Embracing Imperfection

While I was going through things in my mom's house last month I came across all my records from Pre School through High School.  This included everything from awards, programs of school plays, and report cards.  Looking through report cards through grade school there would be comments every quarter from the teachers and then a space for parents to leave comments back.  My sister and I found it funny that there would be teacher comments that said things like "Paula is bright", "Paula is a joy in class," etc and my mom's comments were always "Paula could do better."

I can laugh about it now, but I remember always being stressed out by my weaknesses and areas where I wasn't "perfect" (yes that still freaks me out).  I don't think my mom made comments like that to be mean, I think they were meant to push me to do even better, but is good enough at something such a bad thing?
Photo by Greg McMullin 

I sometimes stress out because I see people around me who are brilliant in ways I could never dream of. They tend to excel in one particular area and shine brighter than everyone else.  I'm not like that and I never have been.  I'm good at lots of things, but I've never found one thing that I'm great at.  Maybe that isn't such a bad thing though.

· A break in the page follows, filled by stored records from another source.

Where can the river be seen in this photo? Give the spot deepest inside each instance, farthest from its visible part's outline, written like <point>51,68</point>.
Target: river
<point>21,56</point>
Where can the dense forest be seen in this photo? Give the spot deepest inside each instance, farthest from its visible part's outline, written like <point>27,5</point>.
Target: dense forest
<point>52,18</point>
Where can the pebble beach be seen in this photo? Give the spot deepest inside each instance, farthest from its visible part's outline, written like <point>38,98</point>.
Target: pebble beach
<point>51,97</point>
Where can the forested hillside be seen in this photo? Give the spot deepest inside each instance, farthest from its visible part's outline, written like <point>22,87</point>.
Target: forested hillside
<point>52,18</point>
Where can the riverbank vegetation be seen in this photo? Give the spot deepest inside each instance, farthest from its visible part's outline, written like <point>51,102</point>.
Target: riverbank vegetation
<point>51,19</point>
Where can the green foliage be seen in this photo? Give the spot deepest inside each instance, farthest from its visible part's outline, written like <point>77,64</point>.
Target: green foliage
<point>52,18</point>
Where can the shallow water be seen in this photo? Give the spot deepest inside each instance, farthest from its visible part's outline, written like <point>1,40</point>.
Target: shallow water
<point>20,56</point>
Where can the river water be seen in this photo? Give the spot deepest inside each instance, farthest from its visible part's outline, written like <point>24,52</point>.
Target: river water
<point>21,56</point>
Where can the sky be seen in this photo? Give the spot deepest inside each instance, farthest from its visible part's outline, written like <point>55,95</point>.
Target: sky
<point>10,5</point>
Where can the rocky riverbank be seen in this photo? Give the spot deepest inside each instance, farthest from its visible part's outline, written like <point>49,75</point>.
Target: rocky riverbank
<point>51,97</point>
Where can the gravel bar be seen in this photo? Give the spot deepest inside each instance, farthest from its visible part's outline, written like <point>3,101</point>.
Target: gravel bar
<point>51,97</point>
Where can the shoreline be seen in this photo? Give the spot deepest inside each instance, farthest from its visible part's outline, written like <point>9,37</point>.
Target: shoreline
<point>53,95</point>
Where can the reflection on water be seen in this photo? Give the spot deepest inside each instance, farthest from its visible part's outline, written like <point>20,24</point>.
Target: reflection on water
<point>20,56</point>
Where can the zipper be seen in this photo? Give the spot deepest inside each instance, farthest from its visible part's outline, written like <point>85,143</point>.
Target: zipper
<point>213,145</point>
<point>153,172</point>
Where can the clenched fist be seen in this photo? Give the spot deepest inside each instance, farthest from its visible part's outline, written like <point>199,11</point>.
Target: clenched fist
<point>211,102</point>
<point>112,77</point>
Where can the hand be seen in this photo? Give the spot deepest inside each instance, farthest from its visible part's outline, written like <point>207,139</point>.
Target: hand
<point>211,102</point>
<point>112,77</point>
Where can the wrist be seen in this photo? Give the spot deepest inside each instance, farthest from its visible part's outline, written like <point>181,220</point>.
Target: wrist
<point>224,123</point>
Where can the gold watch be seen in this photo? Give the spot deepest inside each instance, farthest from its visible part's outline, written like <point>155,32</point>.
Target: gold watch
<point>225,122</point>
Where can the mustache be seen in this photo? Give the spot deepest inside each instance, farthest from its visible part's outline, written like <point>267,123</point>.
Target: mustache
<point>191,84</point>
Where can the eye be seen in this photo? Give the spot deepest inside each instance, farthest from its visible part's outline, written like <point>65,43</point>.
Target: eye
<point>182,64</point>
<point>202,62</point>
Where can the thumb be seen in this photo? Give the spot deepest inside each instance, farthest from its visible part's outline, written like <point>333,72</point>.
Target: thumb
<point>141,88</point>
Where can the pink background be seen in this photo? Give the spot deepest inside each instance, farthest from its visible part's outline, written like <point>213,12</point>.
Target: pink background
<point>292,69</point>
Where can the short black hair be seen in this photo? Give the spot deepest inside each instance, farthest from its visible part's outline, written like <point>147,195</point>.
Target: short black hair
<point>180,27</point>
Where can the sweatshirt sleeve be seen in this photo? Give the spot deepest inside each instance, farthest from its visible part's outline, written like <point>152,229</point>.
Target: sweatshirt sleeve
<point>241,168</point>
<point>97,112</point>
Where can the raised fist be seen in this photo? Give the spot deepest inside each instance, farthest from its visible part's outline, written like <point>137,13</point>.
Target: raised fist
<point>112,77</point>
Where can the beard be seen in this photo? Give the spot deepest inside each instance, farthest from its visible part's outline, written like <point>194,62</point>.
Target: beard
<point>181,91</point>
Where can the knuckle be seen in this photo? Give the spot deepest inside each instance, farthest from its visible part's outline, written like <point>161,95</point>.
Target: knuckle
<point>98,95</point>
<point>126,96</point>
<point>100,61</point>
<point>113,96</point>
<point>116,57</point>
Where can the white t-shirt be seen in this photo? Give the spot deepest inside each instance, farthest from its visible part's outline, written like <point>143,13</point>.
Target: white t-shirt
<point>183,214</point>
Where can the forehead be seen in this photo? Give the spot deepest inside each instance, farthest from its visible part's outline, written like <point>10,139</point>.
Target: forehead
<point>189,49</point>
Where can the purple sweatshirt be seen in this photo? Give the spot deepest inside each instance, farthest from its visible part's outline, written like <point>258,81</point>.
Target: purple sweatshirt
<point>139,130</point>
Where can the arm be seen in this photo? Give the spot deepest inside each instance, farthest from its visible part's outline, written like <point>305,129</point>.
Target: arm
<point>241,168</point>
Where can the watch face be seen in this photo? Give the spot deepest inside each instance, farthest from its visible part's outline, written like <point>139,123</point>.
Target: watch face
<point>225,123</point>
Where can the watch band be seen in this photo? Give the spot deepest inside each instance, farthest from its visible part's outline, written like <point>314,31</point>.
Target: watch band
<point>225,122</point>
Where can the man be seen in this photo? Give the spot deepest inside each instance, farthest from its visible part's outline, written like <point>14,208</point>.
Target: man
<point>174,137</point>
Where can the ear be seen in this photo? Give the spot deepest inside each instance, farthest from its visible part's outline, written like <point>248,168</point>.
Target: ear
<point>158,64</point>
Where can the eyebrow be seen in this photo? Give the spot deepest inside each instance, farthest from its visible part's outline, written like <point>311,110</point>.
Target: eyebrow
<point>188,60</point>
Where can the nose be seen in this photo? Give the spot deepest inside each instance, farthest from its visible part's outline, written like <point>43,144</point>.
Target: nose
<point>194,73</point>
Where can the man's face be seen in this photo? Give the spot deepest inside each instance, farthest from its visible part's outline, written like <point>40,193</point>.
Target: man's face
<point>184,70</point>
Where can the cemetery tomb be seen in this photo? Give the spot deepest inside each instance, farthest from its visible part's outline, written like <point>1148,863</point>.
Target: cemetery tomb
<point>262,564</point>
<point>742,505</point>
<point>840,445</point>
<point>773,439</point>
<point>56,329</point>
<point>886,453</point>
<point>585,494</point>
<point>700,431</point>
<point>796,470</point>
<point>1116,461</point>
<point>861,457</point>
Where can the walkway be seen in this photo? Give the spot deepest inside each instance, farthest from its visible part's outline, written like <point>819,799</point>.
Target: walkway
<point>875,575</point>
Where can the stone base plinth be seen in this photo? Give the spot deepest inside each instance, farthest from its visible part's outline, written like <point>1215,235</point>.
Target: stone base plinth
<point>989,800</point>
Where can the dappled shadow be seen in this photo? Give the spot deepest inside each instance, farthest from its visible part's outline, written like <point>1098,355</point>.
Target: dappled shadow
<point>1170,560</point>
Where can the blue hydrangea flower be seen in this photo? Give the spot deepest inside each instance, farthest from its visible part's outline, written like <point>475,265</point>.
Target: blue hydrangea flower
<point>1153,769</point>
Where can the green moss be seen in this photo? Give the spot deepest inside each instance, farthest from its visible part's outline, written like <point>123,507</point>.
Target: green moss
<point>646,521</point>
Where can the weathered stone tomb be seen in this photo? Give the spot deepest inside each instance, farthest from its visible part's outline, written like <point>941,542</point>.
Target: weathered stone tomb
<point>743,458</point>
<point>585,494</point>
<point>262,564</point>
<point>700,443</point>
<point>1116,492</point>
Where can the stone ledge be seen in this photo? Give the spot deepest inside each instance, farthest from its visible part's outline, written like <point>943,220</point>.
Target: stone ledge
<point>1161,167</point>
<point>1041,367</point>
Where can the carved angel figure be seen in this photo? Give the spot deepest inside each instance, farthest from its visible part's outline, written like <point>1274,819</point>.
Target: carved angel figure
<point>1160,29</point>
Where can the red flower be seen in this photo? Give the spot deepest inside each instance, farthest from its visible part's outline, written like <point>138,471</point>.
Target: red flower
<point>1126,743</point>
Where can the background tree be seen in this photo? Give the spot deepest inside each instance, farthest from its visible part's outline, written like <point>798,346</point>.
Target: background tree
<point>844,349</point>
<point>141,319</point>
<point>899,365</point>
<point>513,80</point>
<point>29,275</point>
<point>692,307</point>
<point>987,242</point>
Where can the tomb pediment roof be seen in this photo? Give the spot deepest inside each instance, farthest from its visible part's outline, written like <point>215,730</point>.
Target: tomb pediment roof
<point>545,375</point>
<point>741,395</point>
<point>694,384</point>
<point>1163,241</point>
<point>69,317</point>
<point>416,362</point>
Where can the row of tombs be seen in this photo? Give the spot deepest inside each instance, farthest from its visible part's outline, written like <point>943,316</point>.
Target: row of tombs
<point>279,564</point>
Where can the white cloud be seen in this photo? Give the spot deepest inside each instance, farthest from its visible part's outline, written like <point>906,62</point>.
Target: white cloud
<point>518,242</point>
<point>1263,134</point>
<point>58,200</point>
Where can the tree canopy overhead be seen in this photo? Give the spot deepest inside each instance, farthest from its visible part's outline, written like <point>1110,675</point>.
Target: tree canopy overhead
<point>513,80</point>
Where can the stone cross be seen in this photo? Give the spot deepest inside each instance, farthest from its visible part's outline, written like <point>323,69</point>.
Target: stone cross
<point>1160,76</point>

Think about it.  Would you rather have a friend who was one of the following: the best listener, the most thoughtful, the smartest, etc or would you rather have a friend who was a good listener, thoughtful, smart etc?  The people I admire most both personally and professionally are people who seem to do well in a number of areas, but aren't necessarily a rock star in one particular sector of their lives.  They don't have to be because being good at a lot of little things adds up to being a great person.  So the lesson to be had is to give myself a break.  I don't want to kill myself trying to be great when I think I could be happy with just being good.